Lockout ends after chief agrees to leave of absence pending audit

Sechelt lockdown 2

Chief Calvin Craigan sits on the steps of the shíshálh Nation administrative building Tuesday as band member Willard Joe stands guard over the locked entrance. – Christine Wood Photo.

Christine Wood, Coast Reporter, May 12, 2016

One week after it started, the lockout at the Sechelt (shíshálh) Nation ended May 10 with the agreement Chief Calvin Craigan would take a leave of absence for at least 30 days while a forensic audit is conducted by an independent third party.

The agreement signed by protesters and councillors Tuesday afternoon also called for the chief to hand over his cell phone and credit card and for a freeze on spending by the chief until the audit is complete.

Protester spokesperson Melodie Casella said her group had decided in the days leading up to the end of the dispute to ask for the chief’s resignation. The group had amassed 87 signatures on a petition asking for his resignation, but she felt the signed agreement was a start.

“Let’s agree to disagree right now and then unlock the doors and then get the forensic audit called to come in to start doing their job,” she told a crowd of protesters after signing the document with councillors Garry Feschuk and Randy Joe, who had agreed to meet with protest spokespeople at around noon on May 10.

The meeting happened after Craigan, Feschuk and Joe gathered on the steps to the administration offices to address a crowd of about 60 band members, some clearly on the side of chief and council, and others clearly in support of the lockout.

“I promised you yesterday and have been promising you all week that we would bring you answers, that we would bring answers to the entire membership. The questions that we took from the general meeting were taken very seriously, and council has tried to find those answers,” Craigan told the assembled group.

“So yesterday we left here with the petition and we consulted with our lawyers and our mediator and this is the answer that’s coming back for all the people.”

The answer provided by chief and council was that the petition calling for Craigan’s resignation was illegal. Protesters didn’t agree with the legal opinion on the petition, but conceded when an agreement was offered to have Craigan take a leave of absence.

“Legally we could petition that too, but right now, I said, we’re going to work on the agreement because that’s a whole other can of worms from what I know,” Casella said.

The petition signed by 87 members of the shíshálh Nation called for Craigan’s resignation based on alleged misappropriation of funds, alleged hiring without due process and an alleged breach of his oath of office.

Protesters did not initially disclose their aim to unseat Craigan when they chained and locked the doors to the administration offices on Tuesday, May 3.

At that time, they alleged financial mismanagement and unfair hiring practices and questioned the dismissal of councillor Ben Pierre Jr. and the dismantling of a locally run fishing business.
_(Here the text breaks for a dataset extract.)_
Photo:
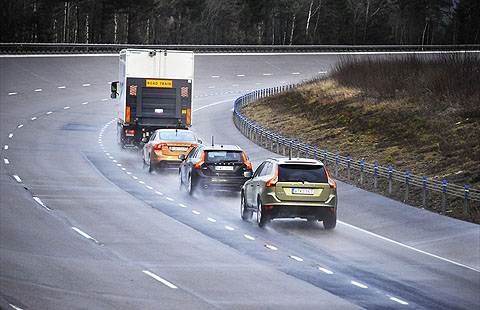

Protesters also said there was a lack of communication from the band office that frustrated the situation.

Tensions ran high between band members throughout the week-long lockout that pit families and friends against each other, with each side strongly supporting either chief and council or the call for change.

Protester Willard Joe said the dispute caused a rift between him and his brother Randy Joe, who is a current councillor.

“I’m hoping it will be mended once all of this is over,” he said.

Willard Joe was a staunch supporter of the lockout, to the point of buying new heavy duty locks and chains when someone cut off the old chains during the twilight hours on May 9.

He also stood watch outside the main door to the administration building when chief and council arrived on May 10 to address the membership.

Days earlier, on Friday, May 6, Craigan, Randy Joe and Feschuk arrived at the administration offices with Randy Joe holding a large pair of bolt cutters, saying chief and council would meet with protesters inside the office once the locks were cut off.

Protesters put themselves between the door and the council members and called the police, who responded with several officers.

That standoff ended without incident and the locks remained in place.

On May 10 at around 1:30 p.m., Ben Pierre Sr., one of the spokespeople for the protesters, removed the locks and chains after giving a short speech.

“Each and every one of you I know are family members and related to us one way or another. I’m not apologizing for anything where I stood for my rights, my family, my children, my grandchildren, my great grandsons,” Pierre Sr. said.

“What really hurts most is when people are divided and split, fighting amongst each other. It’s come to this point. And I want each and every one of you to know that on behalf of my daughter and my wife and my children that we worked hard, sincerely and on behalf of each signature that is on that petition. That’s the validity of the concerns of this administration. We’ve come to an agreement, we signed the agreement and I’m now opening the doors.”

Once the doors were opened, Randy Joe invited staff members to return to work and the crowd dispersed.

With Craigan taking a leave of absence, councillors Feschuk and Randy Joe remain at the helm, along with Coun. Chris August, who has been on a leave of absence but still holds his position on council.